Becoming a Player in the Mobile Space
While these franchises are enormous, there’s another crucial element to the acquisition—what it means for mobile gaming.
Data from Statista shows an estimated 3.24 billion gamers worldwide in 2021 across all platforms, consoles, and mobile devices. A report from DFC Intelligence reveals that only eight percent of gamers identify exclusively as console gamers, meaning most play across multiple devices i.e. a multi-device player with several avenues available to spend gaming time.

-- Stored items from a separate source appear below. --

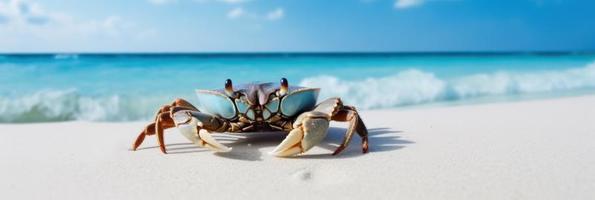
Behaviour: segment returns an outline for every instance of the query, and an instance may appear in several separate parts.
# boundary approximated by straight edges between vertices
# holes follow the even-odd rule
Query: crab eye
[[[231,79],[225,80],[225,94],[233,96],[233,84],[231,83]]]
[[[287,94],[289,90],[289,83],[287,82],[286,78],[281,78],[281,87],[279,88],[279,96],[283,96]]]

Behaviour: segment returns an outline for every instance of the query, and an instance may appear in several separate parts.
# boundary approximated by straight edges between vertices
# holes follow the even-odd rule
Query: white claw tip
[[[219,149],[217,152],[226,153],[226,152],[230,152],[231,149],[232,149],[231,147],[227,147],[227,148]]]
[[[206,147],[208,149],[211,149],[216,152],[230,152],[231,151],[231,147],[227,147],[227,146],[217,142],[217,140],[215,140],[215,138],[213,138],[207,130],[201,129],[198,132],[198,136],[204,142],[204,147]]]
[[[268,154],[271,155],[271,156],[277,156],[279,154],[279,152],[269,151]]]
[[[269,152],[270,155],[277,156],[277,157],[293,157],[303,153],[300,147],[292,147],[287,150],[282,151],[271,151]]]

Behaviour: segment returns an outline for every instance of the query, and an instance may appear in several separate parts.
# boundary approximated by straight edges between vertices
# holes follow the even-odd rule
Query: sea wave
[[[321,98],[341,97],[363,109],[387,108],[487,96],[556,93],[595,89],[595,63],[582,68],[540,72],[494,72],[440,79],[417,69],[365,80],[334,76],[306,78],[306,87],[320,87]]]
[[[595,92],[595,63],[566,70],[500,71],[448,79],[417,69],[363,80],[315,76],[303,79],[300,85],[322,88],[320,99],[337,96],[360,109],[390,108],[490,96]],[[171,98],[172,95],[90,96],[76,89],[41,90],[0,96],[0,122],[149,120]]]
[[[44,90],[21,97],[0,97],[0,122],[131,121],[155,111],[150,100],[83,96],[77,90]]]

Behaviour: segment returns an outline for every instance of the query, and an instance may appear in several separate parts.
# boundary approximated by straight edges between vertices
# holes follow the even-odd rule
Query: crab
[[[225,81],[220,90],[196,90],[198,106],[176,99],[159,109],[153,123],[138,135],[132,150],[145,136],[157,135],[161,152],[167,153],[163,133],[177,127],[192,143],[216,152],[229,152],[211,133],[282,132],[285,139],[270,154],[278,157],[301,155],[319,144],[327,135],[330,121],[348,122],[341,144],[332,153],[341,153],[354,133],[361,137],[362,152],[368,152],[368,130],[353,106],[344,105],[340,98],[329,98],[318,104],[320,88],[289,87],[282,78],[273,83],[252,83],[234,88]]]

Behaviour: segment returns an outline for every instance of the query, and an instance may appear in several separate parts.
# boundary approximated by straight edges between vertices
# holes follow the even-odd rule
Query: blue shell
[[[197,90],[198,107],[201,111],[218,115],[226,119],[236,117],[236,108],[233,101],[227,95],[210,90]]]
[[[256,119],[256,114],[254,114],[254,110],[248,110],[248,112],[246,112],[246,117],[250,120]]]
[[[281,113],[287,117],[293,117],[304,111],[312,110],[316,106],[319,92],[318,88],[301,88],[290,91],[281,100]]]
[[[272,113],[276,113],[279,110],[279,98],[271,99],[267,104],[264,105]]]
[[[238,107],[238,112],[240,113],[246,113],[246,111],[248,111],[248,108],[250,108],[250,105],[248,104],[248,102],[246,102],[245,100],[242,99],[236,99],[236,106]]]
[[[269,112],[269,110],[267,110],[267,109],[262,110],[262,118],[269,119],[270,117],[271,117],[271,112]]]

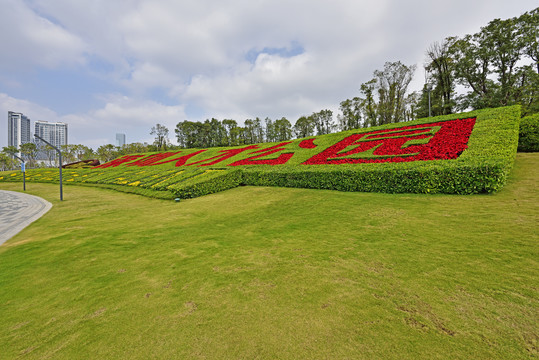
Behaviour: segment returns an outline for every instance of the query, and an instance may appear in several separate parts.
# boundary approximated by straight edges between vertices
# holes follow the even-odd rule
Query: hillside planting
[[[515,157],[520,107],[479,110],[323,136],[248,146],[130,154],[66,183],[192,198],[240,185],[388,193],[491,193]],[[27,181],[57,182],[56,170]],[[21,172],[0,174],[20,181]]]

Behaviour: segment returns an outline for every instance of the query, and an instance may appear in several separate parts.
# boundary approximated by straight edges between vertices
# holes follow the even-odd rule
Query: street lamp
[[[58,161],[60,162],[60,166],[59,166],[59,169],[60,169],[60,201],[64,200],[64,195],[63,195],[63,191],[62,191],[62,152],[60,151],[60,149],[58,149],[56,146],[54,146],[53,144],[51,144],[50,142],[48,142],[47,140],[43,139],[41,136],[37,135],[37,134],[34,134],[34,136],[36,138],[38,138],[39,140],[43,141],[45,144],[49,145],[50,147],[52,147],[54,150],[56,150],[58,152]]]

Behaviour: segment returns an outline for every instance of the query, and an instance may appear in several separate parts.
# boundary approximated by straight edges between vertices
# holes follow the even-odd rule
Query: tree
[[[458,99],[460,109],[522,104],[526,112],[537,107],[533,72],[539,73],[538,25],[535,9],[518,18],[492,20],[478,33],[447,39],[455,79],[470,89]],[[525,56],[536,71],[521,61]]]
[[[66,164],[75,162],[77,160],[76,150],[77,145],[62,145],[60,146],[60,150],[62,151],[62,161]]]
[[[267,117],[264,122],[266,123],[266,142],[276,142],[278,135],[275,129],[275,122]]]
[[[85,154],[84,155],[84,159],[90,159],[91,157],[95,156],[95,153],[92,149],[91,150],[91,155],[90,154]],[[124,144],[122,145],[118,150],[118,156],[121,156],[121,155],[128,155],[128,154],[136,154],[136,153],[145,153],[145,152],[148,152],[149,149],[148,149],[148,144],[147,143],[130,143],[130,144]]]
[[[346,99],[341,101],[340,110],[341,115],[337,116],[339,121],[339,128],[341,131],[358,129],[362,125],[362,109],[364,99],[355,97],[353,99]]]
[[[539,74],[539,8],[522,14],[517,26],[524,42],[524,54],[535,63],[535,71]]]
[[[455,92],[455,77],[453,60],[449,53],[449,41],[445,40],[441,44],[435,42],[429,46],[426,51],[427,63],[425,70],[427,76],[427,86],[431,86],[430,102],[431,114],[447,115],[453,112],[455,101],[453,99]],[[424,94],[428,98],[428,87],[424,88]],[[426,106],[422,107],[420,116],[426,117],[428,112],[428,99]]]
[[[275,120],[275,134],[276,141],[286,141],[292,138],[292,124],[287,118]]]
[[[333,111],[321,110],[317,113],[313,113],[311,118],[314,122],[317,135],[331,134],[335,128],[333,123]]]
[[[0,166],[2,170],[11,170],[15,168],[18,160],[13,156],[18,152],[16,146],[4,146],[0,152]]]
[[[407,101],[408,85],[412,81],[415,65],[406,66],[400,61],[386,62],[383,70],[374,71],[374,78],[361,84],[364,96],[360,107],[365,126],[384,125],[409,119],[410,103]]]
[[[2,171],[11,170],[15,166],[15,161],[4,152],[0,152],[0,169]]]
[[[296,138],[304,138],[314,134],[314,121],[311,116],[302,116],[294,124]]]
[[[238,133],[235,129],[238,127],[236,120],[223,120],[223,128],[225,130],[225,142],[228,146],[238,145]]]
[[[112,144],[101,145],[97,148],[97,156],[101,162],[108,162],[118,157],[116,147]]]
[[[152,127],[150,135],[155,135],[154,145],[159,151],[166,150],[168,145],[168,129],[166,126],[157,124]]]
[[[405,120],[404,99],[414,71],[415,65],[406,66],[397,61],[386,62],[384,70],[374,72],[378,90],[379,125]]]
[[[28,162],[29,167],[36,165],[37,146],[34,143],[21,144],[20,152],[22,158]]]

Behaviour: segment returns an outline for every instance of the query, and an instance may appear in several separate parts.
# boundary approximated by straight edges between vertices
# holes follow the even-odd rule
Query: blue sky
[[[94,148],[151,142],[183,120],[286,117],[358,96],[386,61],[416,64],[447,36],[536,1],[0,0],[0,147],[7,112],[69,124]]]

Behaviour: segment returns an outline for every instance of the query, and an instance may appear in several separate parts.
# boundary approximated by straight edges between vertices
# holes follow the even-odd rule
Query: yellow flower
[[[129,186],[138,186],[140,184],[140,181],[135,181],[129,184]]]
[[[75,179],[69,179],[69,180],[67,180],[67,181],[75,181]]]

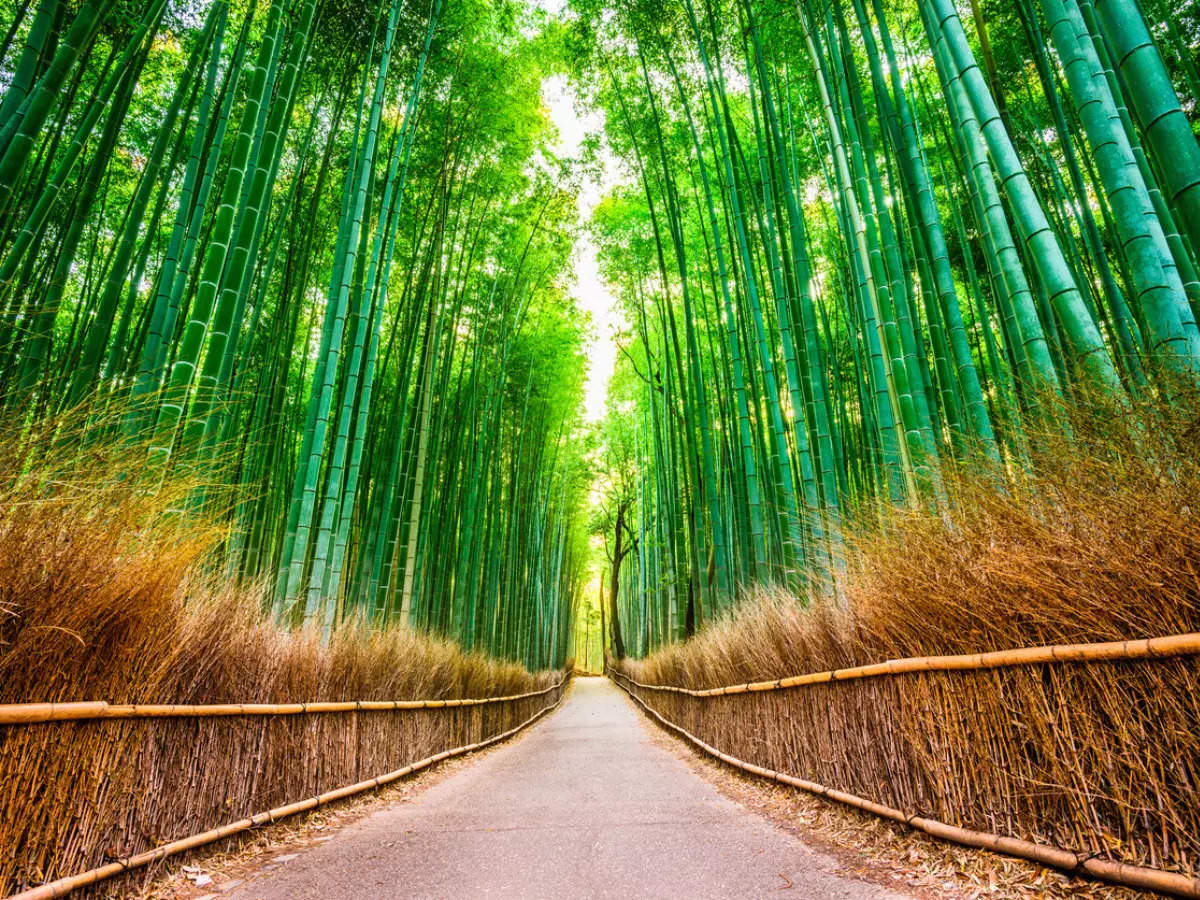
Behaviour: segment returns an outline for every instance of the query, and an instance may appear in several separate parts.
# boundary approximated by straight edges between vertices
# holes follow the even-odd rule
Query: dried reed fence
[[[205,574],[223,529],[173,512],[196,485],[97,430],[0,421],[0,895],[399,777],[561,695],[406,628],[269,621]]]
[[[937,504],[848,510],[836,591],[818,584],[804,604],[760,590],[621,669],[735,686],[634,691],[789,783],[943,837],[1069,848],[1094,873],[1174,873],[1195,892],[1200,657],[1155,655],[1200,633],[1200,399],[1179,397],[1047,397],[1020,465],[944,467]],[[1013,651],[1084,644],[1104,646]],[[876,665],[889,659],[921,662]]]
[[[935,837],[1200,897],[1200,634],[718,688],[615,681],[745,771]],[[1062,849],[1072,848],[1072,849]]]
[[[322,646],[202,584],[23,596],[0,616],[0,896],[477,744],[562,691],[406,629]]]
[[[62,897],[176,853],[382,787],[443,759],[481,749],[516,734],[549,712],[561,700],[567,680],[564,674],[548,687],[511,697],[313,703],[300,710],[294,704],[248,704],[250,711],[227,705],[87,710],[80,708],[85,704],[70,704],[59,712],[73,713],[73,717],[55,720],[45,718],[48,704],[4,707],[7,729],[30,726],[28,731],[35,736],[41,731],[42,737],[49,738],[33,750],[46,755],[53,755],[57,747],[69,748],[71,742],[62,735],[45,734],[53,729],[43,723],[81,728],[86,726],[76,723],[87,721],[93,729],[103,728],[92,724],[96,720],[152,723],[140,734],[92,736],[107,738],[114,746],[129,739],[137,744],[133,765],[109,773],[94,785],[97,800],[104,797],[117,804],[110,807],[101,801],[96,806],[103,803],[109,812],[123,809],[124,815],[108,822],[106,829],[104,813],[92,808],[92,821],[77,817],[67,835],[68,840],[76,840],[78,855],[90,855],[93,862],[95,853],[88,854],[84,846],[89,833],[116,832],[124,841],[124,851],[103,851],[104,864],[54,878],[17,897]],[[196,709],[201,711],[189,711]],[[71,724],[60,724],[63,722]],[[0,747],[9,740],[9,736],[0,738]],[[221,763],[213,765],[207,753],[195,752],[196,747],[215,748]],[[346,784],[351,779],[353,782]],[[147,780],[155,783],[155,790],[147,789]],[[77,793],[77,782],[73,787],[76,790],[71,793]],[[280,799],[291,802],[279,804]],[[235,810],[271,803],[278,805],[228,821]],[[83,807],[78,812],[83,812]],[[222,824],[211,827],[217,822]],[[90,829],[89,824],[93,826]],[[210,827],[201,831],[205,825]],[[172,831],[188,837],[165,844],[154,839]],[[152,848],[135,850],[145,843]],[[59,869],[71,868],[61,848],[53,864]]]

Morning Consult takes a closer look at the industry, polling gamers in the United States on their playing and spending preferences. The results show that mobile devices are dominating the market. And the consumer spend from last year reflects this. According to Newzoo, 59% of the $180 billion in gaming revenue from 2021 was generated from mobile games.
And it’s easy to see why. The widespread growth of smartphones and the fact that most mobile games are free (with optional in-game purchases) make mobile the most accessible gaming device.
Over the last couple of years, Microsoft has tried to break into the mobile gaming market. Unfortunately, most releases were generally disliked due to lackluster gameplay performance, aggressive paywalls, device incompatibility, and upfront download costs. Moreover, Microsoft failed to market its mobile releases effectively, which undoubtedly added to the struggle to retain and grow a player base.
Taking Advantage of King
Along with Activision, Microsoft will also acquire King, the mobile game developer and publisher best known for creating Candy Crush and other globally popular mobile games.
Using King’s expertise and capabilities, Microsoft can finally compete in the mobile space. It will now have access to top publishers and developers who know what it takes to develop and market a world-class mobile game. So, the future looks bright for Microsoft’s mobile gaming success.
Of course, we can't forget about the impact that Microsoft's growing mobile presence will have on Game Pass. With this newfound success, will we see the launch of a mobile version of Game Pass in the near future? Will players have the ability to stream titles to their mobile devices? Only time will tell, but it would be hard to believe if it wasn’t on the table for discussion.
The acquisition and how Microsoft leverages Activision Blizzard’s assets will undoubtedly impact the entire gaming industry. It could change how developers and designers build, maintain, and market games, and it could govern how smaller game-makers and studios submit their work for consideration. Whatever the future holds, it’s indisputable that the deal is of importance to all gaming stakeholders.
While most of the acquisition’s focus is on Call of Duty and the other leading franchises, the value that seasoned mobile developers and publishers will provide cannot be underestimated. The deal provides Microsoft with access to a top suite of mobile titles at a time when mobile gaming is the fastest-growing part of the most lucrative entertainment channel in the world.
And with the possibility of a mobile-powered Game Pass, the opportunity to make the gaming experience better than ever on mobile, and the potential for future best-selling mobile games, Microsoft will have everything it needs to finally establish a foothold in the mobile gaming industry.